Nothing speaks more to the creativity of a child than an exciting adventure, such as the one Alice goes on when she encounters Wonderland. The adventure becomes even better when the child takes the lead, as is often the case in fairy tales. Throughout the book, Alice meets eccentric characters, travels to strange places, and takes several risks. In the chapter “A Mad Tea-Party,” Alice sits down at a stranger’s table, “‘It wasn’t very civil of you to sit down without being invited,’ said the March Hare. ‘I didn’t know it was your table,’ said Alice: ‘it’s laid for a great many more than three’” (56). Real world logic cautions children against trusting people they do not know, but since the strangers live in Wonderland and her rationale seems useless there, Alice sits down anyway. The risk she takes characterizes her as brave, which corresponds to the image of a protagonist on an adventure. She may also be considered foolish for her risk taking, but as she manages to avoid harm anywhere she goes, it seems unlikely that she would ever find herself in danger. This protection of the innocent child protagonist also seems prevalent as an element in fairy tales. For instance, in the Grimm version of “Snow-White and the Seven Dwarfs,” no matter what she did or who she encountered, no harm could come to the little princess. In connection with the protected child, fairy tale children tend to lack parents in their adventures. Alice mentions her parents once in the book, but proceeds on her quest alone. Her immunity and independence combine to give her a power in Wonderland that she may not otherwise have in her world. This power allows her to go on her adventures and experience strange and confusing things that amuse children while accentuating the potential of imagination.

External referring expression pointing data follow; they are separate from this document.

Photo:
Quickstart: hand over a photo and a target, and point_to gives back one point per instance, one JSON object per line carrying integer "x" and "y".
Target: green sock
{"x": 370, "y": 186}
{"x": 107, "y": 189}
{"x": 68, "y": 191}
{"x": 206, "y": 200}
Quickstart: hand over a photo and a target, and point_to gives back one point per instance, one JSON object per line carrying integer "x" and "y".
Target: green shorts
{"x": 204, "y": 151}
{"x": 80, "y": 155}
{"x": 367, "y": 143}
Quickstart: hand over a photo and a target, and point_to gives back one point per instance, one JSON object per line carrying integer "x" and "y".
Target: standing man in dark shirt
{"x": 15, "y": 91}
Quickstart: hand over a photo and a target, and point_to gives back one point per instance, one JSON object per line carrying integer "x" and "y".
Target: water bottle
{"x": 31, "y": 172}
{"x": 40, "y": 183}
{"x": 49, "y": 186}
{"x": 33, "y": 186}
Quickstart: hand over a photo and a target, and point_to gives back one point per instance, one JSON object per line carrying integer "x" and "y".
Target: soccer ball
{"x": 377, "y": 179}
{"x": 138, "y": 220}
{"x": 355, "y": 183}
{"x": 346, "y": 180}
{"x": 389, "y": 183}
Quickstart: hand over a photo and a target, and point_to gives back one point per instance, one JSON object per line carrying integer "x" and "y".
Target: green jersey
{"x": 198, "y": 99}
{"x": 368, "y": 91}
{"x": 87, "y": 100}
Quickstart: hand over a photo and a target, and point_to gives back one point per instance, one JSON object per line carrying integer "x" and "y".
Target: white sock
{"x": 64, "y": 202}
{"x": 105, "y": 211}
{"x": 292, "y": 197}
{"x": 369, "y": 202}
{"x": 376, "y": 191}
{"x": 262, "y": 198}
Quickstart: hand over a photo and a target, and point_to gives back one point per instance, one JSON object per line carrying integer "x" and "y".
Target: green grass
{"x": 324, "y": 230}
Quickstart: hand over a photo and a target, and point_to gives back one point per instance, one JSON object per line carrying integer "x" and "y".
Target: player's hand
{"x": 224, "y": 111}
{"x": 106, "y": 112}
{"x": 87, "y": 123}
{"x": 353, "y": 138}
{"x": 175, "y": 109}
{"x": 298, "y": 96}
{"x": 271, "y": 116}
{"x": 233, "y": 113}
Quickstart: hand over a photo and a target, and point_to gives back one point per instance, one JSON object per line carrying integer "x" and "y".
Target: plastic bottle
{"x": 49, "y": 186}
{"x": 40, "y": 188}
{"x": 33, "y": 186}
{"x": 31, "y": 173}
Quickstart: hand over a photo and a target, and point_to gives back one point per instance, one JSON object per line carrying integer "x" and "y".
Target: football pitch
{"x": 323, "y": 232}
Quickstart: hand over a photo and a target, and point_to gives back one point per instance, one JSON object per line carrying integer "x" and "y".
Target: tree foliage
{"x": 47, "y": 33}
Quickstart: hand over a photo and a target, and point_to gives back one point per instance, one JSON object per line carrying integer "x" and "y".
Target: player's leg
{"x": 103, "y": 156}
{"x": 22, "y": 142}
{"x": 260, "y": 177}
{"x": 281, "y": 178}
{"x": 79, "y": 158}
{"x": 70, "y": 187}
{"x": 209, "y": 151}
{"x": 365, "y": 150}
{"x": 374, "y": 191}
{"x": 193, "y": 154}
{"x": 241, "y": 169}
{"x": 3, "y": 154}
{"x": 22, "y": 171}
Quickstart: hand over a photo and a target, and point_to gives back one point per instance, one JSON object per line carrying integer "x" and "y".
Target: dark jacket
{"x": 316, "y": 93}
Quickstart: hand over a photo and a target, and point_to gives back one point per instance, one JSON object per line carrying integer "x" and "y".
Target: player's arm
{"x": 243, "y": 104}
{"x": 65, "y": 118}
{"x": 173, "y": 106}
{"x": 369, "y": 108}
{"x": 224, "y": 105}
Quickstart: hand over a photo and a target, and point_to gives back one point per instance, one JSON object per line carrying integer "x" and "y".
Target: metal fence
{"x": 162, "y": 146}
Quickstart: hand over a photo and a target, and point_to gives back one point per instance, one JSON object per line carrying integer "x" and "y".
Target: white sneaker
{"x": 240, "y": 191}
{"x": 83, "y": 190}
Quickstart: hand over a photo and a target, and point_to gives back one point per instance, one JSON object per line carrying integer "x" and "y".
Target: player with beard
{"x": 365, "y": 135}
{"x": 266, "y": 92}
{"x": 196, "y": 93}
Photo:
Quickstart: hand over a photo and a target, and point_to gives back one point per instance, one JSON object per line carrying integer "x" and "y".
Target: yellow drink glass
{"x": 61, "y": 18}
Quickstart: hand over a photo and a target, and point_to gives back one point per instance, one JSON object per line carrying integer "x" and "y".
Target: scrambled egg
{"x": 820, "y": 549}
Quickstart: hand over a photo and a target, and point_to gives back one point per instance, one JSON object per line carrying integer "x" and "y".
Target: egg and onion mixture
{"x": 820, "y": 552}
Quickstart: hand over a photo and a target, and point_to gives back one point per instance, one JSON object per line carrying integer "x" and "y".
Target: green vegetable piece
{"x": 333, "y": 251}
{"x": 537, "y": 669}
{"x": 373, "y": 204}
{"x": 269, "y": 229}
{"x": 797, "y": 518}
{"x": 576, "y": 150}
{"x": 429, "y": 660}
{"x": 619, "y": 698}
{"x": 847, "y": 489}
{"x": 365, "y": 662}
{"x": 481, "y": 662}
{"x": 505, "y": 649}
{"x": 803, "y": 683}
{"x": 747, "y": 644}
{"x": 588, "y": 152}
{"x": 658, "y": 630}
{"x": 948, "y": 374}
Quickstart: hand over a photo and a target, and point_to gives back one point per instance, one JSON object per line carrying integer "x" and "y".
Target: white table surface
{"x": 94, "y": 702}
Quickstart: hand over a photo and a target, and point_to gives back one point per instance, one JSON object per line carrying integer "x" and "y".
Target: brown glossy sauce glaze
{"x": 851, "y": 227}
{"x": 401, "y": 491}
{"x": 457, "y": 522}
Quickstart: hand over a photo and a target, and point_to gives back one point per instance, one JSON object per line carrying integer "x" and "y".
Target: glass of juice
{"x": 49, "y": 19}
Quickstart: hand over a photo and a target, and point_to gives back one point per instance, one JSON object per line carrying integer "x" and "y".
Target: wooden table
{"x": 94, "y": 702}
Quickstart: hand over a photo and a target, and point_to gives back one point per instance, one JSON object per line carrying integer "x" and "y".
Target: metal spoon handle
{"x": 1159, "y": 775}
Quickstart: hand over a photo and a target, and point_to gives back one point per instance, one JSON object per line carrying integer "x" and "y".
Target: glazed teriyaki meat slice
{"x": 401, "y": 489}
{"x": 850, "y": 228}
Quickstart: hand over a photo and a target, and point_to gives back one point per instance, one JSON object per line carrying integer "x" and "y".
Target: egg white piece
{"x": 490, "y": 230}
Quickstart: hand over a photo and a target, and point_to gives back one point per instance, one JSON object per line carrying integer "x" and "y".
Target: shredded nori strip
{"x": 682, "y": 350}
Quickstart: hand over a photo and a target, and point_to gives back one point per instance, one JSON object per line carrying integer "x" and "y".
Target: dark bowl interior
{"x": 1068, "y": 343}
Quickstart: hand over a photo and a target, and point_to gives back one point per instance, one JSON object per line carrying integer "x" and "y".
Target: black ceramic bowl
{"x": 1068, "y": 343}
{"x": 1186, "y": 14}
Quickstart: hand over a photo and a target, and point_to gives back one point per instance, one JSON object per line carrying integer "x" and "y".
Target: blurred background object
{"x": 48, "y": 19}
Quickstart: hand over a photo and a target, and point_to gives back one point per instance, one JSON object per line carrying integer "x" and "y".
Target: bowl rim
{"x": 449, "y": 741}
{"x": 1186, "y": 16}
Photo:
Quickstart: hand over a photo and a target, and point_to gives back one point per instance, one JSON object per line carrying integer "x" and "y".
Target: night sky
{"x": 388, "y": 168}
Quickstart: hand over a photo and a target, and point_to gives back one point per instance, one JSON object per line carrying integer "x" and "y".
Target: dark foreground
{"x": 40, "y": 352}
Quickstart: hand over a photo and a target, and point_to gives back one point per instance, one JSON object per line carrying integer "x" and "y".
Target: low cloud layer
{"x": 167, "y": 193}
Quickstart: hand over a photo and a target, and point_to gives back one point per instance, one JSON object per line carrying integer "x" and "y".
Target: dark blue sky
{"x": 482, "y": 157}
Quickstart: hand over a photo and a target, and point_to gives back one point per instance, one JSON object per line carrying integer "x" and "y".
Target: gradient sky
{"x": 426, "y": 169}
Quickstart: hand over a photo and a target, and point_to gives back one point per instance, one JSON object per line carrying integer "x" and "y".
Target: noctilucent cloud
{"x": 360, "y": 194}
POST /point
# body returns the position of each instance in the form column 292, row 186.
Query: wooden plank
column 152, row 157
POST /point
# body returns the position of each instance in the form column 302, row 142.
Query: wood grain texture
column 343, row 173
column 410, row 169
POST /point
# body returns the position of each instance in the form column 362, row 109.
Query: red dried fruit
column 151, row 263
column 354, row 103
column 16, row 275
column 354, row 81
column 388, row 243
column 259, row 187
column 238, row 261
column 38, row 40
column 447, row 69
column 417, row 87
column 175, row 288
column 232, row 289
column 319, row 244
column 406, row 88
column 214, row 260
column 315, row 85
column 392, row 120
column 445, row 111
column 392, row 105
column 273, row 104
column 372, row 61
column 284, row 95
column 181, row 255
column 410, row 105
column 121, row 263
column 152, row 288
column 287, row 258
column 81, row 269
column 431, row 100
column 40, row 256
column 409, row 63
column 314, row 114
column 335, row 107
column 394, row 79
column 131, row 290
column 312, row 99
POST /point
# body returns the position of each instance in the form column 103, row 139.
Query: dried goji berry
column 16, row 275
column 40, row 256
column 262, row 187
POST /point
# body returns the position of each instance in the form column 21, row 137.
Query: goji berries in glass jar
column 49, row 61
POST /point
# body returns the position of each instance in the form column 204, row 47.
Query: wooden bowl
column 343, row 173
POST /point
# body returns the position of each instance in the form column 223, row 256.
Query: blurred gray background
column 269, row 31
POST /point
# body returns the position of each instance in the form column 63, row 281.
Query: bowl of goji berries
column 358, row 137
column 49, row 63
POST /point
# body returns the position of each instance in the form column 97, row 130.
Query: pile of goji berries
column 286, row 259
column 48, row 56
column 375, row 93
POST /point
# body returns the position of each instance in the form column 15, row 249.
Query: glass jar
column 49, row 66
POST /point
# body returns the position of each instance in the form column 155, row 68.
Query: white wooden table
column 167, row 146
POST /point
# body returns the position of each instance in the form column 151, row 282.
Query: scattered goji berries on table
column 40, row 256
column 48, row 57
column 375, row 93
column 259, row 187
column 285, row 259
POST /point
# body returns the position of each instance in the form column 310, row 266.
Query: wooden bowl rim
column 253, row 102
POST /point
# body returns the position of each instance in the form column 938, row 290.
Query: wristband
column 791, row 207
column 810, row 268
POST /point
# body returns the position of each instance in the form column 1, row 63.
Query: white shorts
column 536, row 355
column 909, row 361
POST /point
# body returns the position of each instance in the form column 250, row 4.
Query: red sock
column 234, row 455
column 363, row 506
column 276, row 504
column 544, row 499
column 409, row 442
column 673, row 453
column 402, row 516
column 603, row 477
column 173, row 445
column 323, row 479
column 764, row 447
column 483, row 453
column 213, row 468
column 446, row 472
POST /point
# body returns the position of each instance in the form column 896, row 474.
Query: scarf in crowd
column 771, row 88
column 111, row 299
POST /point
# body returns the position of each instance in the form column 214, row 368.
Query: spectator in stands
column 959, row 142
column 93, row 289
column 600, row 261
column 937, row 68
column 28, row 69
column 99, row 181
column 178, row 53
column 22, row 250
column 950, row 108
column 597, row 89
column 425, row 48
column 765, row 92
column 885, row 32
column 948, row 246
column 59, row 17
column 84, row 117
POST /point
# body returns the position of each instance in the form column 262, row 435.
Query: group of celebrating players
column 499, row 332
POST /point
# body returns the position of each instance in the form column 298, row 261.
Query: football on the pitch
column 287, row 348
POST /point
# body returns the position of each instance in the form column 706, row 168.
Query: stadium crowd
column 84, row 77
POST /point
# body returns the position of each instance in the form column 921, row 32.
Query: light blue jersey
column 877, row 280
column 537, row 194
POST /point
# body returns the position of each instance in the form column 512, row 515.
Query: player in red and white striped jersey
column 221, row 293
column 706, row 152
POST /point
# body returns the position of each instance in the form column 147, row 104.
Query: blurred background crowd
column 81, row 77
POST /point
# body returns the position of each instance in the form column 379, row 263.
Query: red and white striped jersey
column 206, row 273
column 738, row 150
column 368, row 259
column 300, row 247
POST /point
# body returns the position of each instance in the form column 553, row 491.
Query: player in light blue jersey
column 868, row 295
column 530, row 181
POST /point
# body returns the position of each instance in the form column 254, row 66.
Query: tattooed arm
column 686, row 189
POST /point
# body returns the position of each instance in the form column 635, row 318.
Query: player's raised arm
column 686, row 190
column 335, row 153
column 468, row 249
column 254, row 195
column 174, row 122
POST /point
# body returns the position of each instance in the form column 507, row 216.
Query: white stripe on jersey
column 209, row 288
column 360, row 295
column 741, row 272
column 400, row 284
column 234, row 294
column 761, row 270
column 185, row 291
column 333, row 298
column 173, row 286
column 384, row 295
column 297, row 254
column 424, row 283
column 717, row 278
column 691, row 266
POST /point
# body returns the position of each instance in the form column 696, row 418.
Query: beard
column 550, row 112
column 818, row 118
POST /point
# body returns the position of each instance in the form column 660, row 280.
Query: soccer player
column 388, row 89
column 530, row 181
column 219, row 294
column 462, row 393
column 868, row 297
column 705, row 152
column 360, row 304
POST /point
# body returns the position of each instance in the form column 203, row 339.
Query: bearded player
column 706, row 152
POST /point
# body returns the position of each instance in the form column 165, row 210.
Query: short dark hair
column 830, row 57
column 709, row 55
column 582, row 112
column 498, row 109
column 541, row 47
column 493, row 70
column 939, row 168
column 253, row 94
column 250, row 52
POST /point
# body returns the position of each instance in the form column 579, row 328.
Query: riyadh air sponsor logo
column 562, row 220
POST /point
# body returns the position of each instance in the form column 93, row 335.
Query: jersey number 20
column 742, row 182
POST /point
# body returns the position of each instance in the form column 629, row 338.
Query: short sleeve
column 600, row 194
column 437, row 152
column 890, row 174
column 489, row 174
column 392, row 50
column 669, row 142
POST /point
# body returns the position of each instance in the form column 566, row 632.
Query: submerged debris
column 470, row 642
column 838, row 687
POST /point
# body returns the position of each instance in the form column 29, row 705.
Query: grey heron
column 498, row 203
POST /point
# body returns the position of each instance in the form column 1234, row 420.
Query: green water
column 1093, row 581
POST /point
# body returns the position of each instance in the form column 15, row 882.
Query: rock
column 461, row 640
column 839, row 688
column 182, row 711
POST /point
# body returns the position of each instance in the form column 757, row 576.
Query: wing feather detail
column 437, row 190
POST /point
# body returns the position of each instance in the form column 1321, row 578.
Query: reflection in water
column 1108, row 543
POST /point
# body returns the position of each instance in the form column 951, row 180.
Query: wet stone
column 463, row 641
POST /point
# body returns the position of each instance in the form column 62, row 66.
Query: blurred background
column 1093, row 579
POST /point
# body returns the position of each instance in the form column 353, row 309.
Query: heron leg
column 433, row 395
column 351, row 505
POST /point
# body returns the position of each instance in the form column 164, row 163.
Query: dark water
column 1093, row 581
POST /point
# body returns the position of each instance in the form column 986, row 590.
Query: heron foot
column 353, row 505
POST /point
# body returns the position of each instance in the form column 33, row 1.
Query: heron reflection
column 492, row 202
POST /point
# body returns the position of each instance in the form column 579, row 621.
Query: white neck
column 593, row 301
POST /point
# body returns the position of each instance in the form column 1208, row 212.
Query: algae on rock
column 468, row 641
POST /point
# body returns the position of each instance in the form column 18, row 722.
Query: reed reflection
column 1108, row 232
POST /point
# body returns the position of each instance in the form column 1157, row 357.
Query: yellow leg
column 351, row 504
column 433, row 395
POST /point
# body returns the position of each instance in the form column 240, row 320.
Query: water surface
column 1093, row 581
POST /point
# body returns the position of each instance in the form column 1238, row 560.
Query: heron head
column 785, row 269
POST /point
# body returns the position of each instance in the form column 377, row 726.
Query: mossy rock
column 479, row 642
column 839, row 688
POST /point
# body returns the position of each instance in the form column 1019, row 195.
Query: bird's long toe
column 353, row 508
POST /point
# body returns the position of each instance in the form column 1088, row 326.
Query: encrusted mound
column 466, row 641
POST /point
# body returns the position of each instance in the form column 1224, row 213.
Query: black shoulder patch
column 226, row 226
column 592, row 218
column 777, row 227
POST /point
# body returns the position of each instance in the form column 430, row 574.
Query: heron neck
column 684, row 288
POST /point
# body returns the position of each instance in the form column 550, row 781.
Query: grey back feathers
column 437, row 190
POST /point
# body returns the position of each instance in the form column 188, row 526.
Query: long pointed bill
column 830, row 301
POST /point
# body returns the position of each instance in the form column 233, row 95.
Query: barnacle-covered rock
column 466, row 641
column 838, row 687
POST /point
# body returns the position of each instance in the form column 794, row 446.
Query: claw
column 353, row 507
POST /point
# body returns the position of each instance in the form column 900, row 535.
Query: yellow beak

Alice’s Adventures in Wonderland defies logic in practically any century, especially during the time of its creation. In the book, Lewis Carroll includes elements indicative of fairy tales, such as talking animals, repetition of events, and an innocent child protagonist, that help support the nonsense in his story. The conclusion of the book, where Alice’s adventures turn out to be a dream, discredits and validates the nonsense at the same time. Dreams have no need to be realistic, which gives the story all the more reason not to be. In the end, children glean the message of the wonders and capabilities of imagination.